Our metagenome analysis revealed a plethora of microbial communities at the root-soil rhizosphere. Taxonomical profiling revealed three major microbial domains: Bacteria, Archaea and Eukaryota. The Bacteria domain dominated in relative abundance, compared with the Archaea and Eukaryota domains. Soils rich in nitrogen fertiliser have been found to harbour dominate bacterial populations (Jia and Conrad 2009; Monreal et al. 2018).

Differential abundance analysis found that the SWE treatment enhanced 14 bacterial families and reduced 14 bacterial families. Our results are in general agreement with reports that showed an increased number of bacterial families in soils treated with SWE (Khan et al. 2012, 2013; Shukla et al. 2019). Also, SWE has been shown to increase fungal families in soils amended with organic matter (Renaut et al. 2019).

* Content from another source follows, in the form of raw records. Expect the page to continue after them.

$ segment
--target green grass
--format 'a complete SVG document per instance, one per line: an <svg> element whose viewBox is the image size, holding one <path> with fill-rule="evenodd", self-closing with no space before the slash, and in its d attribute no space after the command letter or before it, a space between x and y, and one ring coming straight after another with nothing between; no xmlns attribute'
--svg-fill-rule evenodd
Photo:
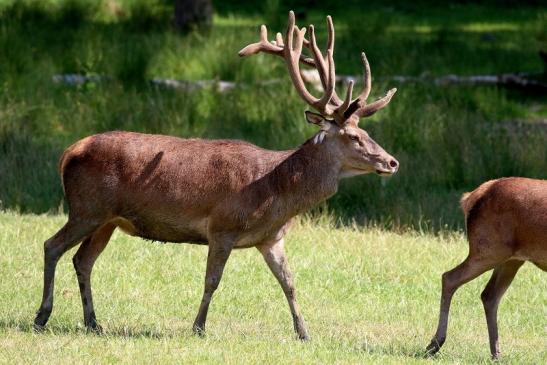
<svg viewBox="0 0 547 365"><path fill-rule="evenodd" d="M254 249L233 252L213 298L207 335L191 333L206 247L154 244L116 233L93 273L105 329L87 334L71 256L61 259L45 333L31 330L42 290L42 242L64 216L0 214L0 362L17 363L489 363L479 294L488 274L455 295L448 339L435 330L440 275L467 254L461 233L395 234L301 219L287 239L312 340L292 332L281 288ZM545 274L526 264L500 306L504 363L547 360Z"/></svg>
<svg viewBox="0 0 547 365"><path fill-rule="evenodd" d="M305 0L259 8L219 1L212 29L181 34L170 27L167 1L0 0L0 211L7 210L0 213L0 363L489 363L479 299L488 275L456 294L439 356L421 354L437 322L440 275L467 254L459 195L500 176L547 178L547 131L535 123L547 117L547 103L515 90L386 78L544 71L537 52L547 48L547 8L498 3L315 1L309 10ZM120 233L93 276L105 334L83 328L73 252L58 266L48 330L33 333L42 243L65 218L21 213L63 211L57 160L66 146L118 129L285 149L314 133L280 60L236 56L258 39L259 24L283 29L289 8L306 10L299 24L315 23L320 42L324 16L333 15L339 74L359 74L365 50L372 97L399 89L388 108L362 122L401 162L398 174L343 181L312 214L318 222L302 218L289 234L312 341L295 339L281 288L254 249L228 261L207 336L197 338L190 328L206 248ZM109 80L67 86L52 81L59 73ZM167 90L150 86L152 77L241 86L225 94ZM285 82L258 83L269 79ZM547 362L544 275L525 265L501 304L501 363Z"/></svg>
<svg viewBox="0 0 547 365"><path fill-rule="evenodd" d="M0 1L0 208L62 208L58 156L93 133L238 138L272 149L296 147L314 133L283 63L236 55L258 39L260 23L272 31L284 28L284 2L268 1L263 8L218 2L213 28L186 34L170 27L170 2L93 3ZM501 176L547 177L547 131L535 123L547 116L544 97L386 81L393 75L542 72L537 51L545 45L547 8L534 1L505 3L318 2L306 12L299 24L315 23L320 42L324 16L333 14L338 73L359 74L359 51L365 50L372 98L399 88L388 108L362 122L401 162L399 173L390 180L344 181L329 211L386 228L461 228L456 202L463 191ZM308 9L306 4L290 7ZM52 82L58 73L110 81L71 87ZM151 87L146 80L152 77L242 86L225 94L174 91ZM258 84L276 78L284 82Z"/></svg>
<svg viewBox="0 0 547 365"><path fill-rule="evenodd" d="M500 176L547 178L547 130L536 123L547 103L515 90L386 78L543 72L547 8L527 3L218 1L212 29L181 34L168 1L0 0L0 363L489 363L479 299L486 274L457 292L441 353L421 354L437 322L440 276L467 254L459 195ZM333 15L339 74L359 74L365 50L372 97L399 89L362 122L401 162L398 174L344 180L311 215L319 221L302 218L288 236L312 341L295 339L281 288L254 249L233 253L207 336L192 335L206 248L121 233L93 275L105 334L83 328L74 250L58 266L48 329L34 333L42 244L65 218L22 213L63 211L57 160L66 146L118 129L286 149L314 133L280 60L236 56L258 39L259 24L282 30L290 8L306 10L299 24L316 24L320 42ZM109 80L67 86L52 81L59 73ZM150 86L152 77L241 86L167 90ZM269 79L284 82L258 83ZM504 297L501 363L547 362L544 275L525 265Z"/></svg>

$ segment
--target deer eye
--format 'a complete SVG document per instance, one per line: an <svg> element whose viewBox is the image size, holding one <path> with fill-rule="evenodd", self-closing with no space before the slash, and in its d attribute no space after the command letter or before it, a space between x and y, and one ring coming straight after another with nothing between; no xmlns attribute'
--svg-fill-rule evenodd
<svg viewBox="0 0 547 365"><path fill-rule="evenodd" d="M350 134L349 136L349 139L351 139L352 141L358 141L359 140L359 137L354 135L354 134Z"/></svg>

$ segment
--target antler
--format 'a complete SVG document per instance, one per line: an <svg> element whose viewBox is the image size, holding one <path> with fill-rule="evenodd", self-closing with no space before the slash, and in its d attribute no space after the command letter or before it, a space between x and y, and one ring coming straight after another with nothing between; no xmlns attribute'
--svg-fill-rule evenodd
<svg viewBox="0 0 547 365"><path fill-rule="evenodd" d="M268 30L265 25L260 26L260 41L251 43L238 52L240 57L250 56L260 52L270 53L283 57L283 37L281 33L276 34L275 41L268 41ZM308 66L315 66L315 61L311 58L300 56L300 62Z"/></svg>
<svg viewBox="0 0 547 365"><path fill-rule="evenodd" d="M340 126L350 120L357 122L361 117L372 115L390 102L397 89L389 90L382 98L366 105L366 100L371 89L371 74L370 65L364 53L361 54L363 67L365 68L363 91L357 98L352 99L354 83L353 81L350 81L346 91L346 97L342 101L335 91L336 75L333 59L334 25L332 23L332 18L327 16L328 40L326 56L323 56L317 46L313 25L310 25L309 29L310 40L308 41L304 38L306 29L299 29L295 25L294 12L290 11L287 31L284 38L280 33L277 33L276 40L269 42L266 26L262 25L260 27L260 41L246 46L239 51L239 55L244 57L265 52L283 57L287 64L287 69L293 85L300 97L323 116L333 118ZM302 48L304 46L310 49L313 58L302 55ZM321 98L316 98L306 89L306 85L300 74L300 63L314 67L319 73L321 85L324 90L324 94Z"/></svg>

Upon review of the 14 bacterial families that were significantly enriched by SWE treatment, we found certain members to have functions associated with enhanced soil properties and plant growth (Muhammad and Shahida 2006; Sgroy et al. 2009; Miransari 2013; Rolli et al. 2015; Shan et al. 2018; Rana et al. 2019). For example, some of the species that belong to the family Nakamurellaceae have been associated with symbiotic endophytes (Whitman 2015; Singh and Dubey 2018; Nouioui et al. 2019). The Cytophagaceae and Archangiaceae families have members known to digest polysaccharides for growth and for cycling carbon (Dawid 2000; McBride et al. 2014). The Sterolibacteriaceae family have members associated with enhancing plant tolerance to heavy metals (Chain et al. 2003). The families that were found to be reduced in abundance tended to be associated with marine habits or had no ascribable relevance except for the Beijerinkiaceae family due to their ability to grow in habits scarce in nitrogen. Although metagenomic analysis is a powerful technique, additional analysis is needed to undercover the functionalities of the communities and their fit within the agricultural ecosystem.

Effects of SWE at the ecosystem level

Our results demonstrate the application of SWE to soil-influenced plant growth and soil characteristics. However, plants and soils are part of a broader plant-growing ecosystem involving a multitude of interactions, natural nutrient cycles and an interrelated food web.

Plants growing in soils develop intimate associations with the soil microbial community, particularly at the rhizosphere (Hartman and Tringe 2019). These relationships can take multiple forms leading to beneficial, deadly or commensal interactions. Plants use their carbon-rich root exudes to influence their interactions in the ecosystem (Thakur and Geisen 2019). Plants can sequester microbial communities that facilitate plant nutrient uptake, the suppression of biotic stress, the activation plant defence responses and enhanced plant tolerance to abiotic pathogens (Olanrewaju et al. 2019; Rolfe et al. 2019; Vives-Peris et al. 2020).

Soil biogeochemistry includes an important role for microbes (Neal et al. 2020). Organic matter residing in soil is processed by microbes and acts to bind mineral and colloids particles. Microbes associated with these surfaces have distinct gene assemblages (Hartman and Tringe 2019; Neal et al. 2020). This type of research has led to the proposal that soil-microbe systems have self-organising capabilities with carbon flux being the critical factor in soil systems (Neal et al. 2020).

An important insight from our study is that the application of SWE to the soil will resonate at the ecosystem level when plants are growing. We hypothesise that plants with improved growth and root systems, due to SWE application, are supplying relatively more exudates into the soil, increasing microbial biomass, thereby benefiting the overall soil biogeochemical cycles. This proposal is consistent with research demonstrating that plant species with nutrient acquisitive properties regulate a plant-soil carbon-nitrogen feedback system operating at the soil root interface (Henneron et al. 2020; Wei et al. 2020). Despite the complexity, further research from the agroecosystem perspective is required to elucidate the collective benefits of using SWE for sustainable agriculture and food production.